Detecting Reflections: There are not many solutions available right now to automatically find reflections in an image. Problematic mirrors may typically be disregarded in an applied computer vision by manually drawing the ROI. Labelling the ROI requires human effort and relies on the camera and mirror maintaining a fixed perspective. There has been some work on the automatic detection of reflecting planes using geometric models of the image and its reflection [6, 7], but this was not explored in the context of segmentation and had a number of barriers to practical use.

In 2019 a paper [8] was published where the authors attempt to solve the problem of false positive detections due to reflections using segmentation. In the paper they propose the use of semantic segmentation for better scene understanding and in order to reduce instance segmentation false positives. They found that in their Mask R-CNN model the fusion of both segmentation types decreased false positives in images by over half and that this method was not just limited to actual mirrors but can be applied to other glossy surfaces also. They also found that using this method the precision increased from 71% to 83% and meanwhile the increase in false negatives was very small.

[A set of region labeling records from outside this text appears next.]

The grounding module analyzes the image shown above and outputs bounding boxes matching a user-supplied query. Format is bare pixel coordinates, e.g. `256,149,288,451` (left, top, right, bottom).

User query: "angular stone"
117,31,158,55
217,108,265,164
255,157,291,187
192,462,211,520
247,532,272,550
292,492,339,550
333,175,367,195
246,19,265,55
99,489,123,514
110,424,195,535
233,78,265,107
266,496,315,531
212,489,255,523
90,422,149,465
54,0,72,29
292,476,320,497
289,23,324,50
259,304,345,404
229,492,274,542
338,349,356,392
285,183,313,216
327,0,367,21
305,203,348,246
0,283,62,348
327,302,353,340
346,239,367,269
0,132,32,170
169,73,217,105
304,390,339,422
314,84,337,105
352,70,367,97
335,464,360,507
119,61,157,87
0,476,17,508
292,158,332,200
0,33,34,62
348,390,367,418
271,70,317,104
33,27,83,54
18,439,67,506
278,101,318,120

Literature Review Conclusion. The problem at hand seems to be novel and has not been discussed in any literature or articles. The false detection of pedestrians and objects in the ego-body reflection could be a serious problem which needs addressing. From examining the papers mentioned about segmentation of fisheye images we have the advantage of having a native fisheye dataset rather than having to generate fisheye images from normal images. Also research shows that semantic segmentation should be relatively easy using a robust architecture like UNET.

4 Implementation

Data Processing: The dataset consists of 13,184 images and masks in total, a 54:46 train/validation split was implemented. The data used to train the model consists of 7134 native fisheye internal Valeo images and ego-body masks and the data for testing consists of 6050 native fisheye internal Valeo images and masks. The data contains images and ego-body masks from all vehicle surround view cameras: front view, rear view, mirror view left and mirror view right. The segmentation masks in the dataset are in RGB format. They were converted to ‘One hot’ encoding where the ego-body mask was encoded 1 and the ROI was encoded 0 as we are performing binary semantic segmentation. The images and masks in dataset are a mix of three resolutions: 1280\(\,\times \,\)966 px, 1280\(\,\times \,\)1536 px and 1280\(\,\times \,\)1632 px. Transforms were then applied to each image and mask where they were resized to a resolution of 640\(\,\times \,\)480 px and also normalised. Data augmentation was also implemented on the training data: rotation, horizontal flip, vertical flip and blur were all employed in the implementation to help improve model performance.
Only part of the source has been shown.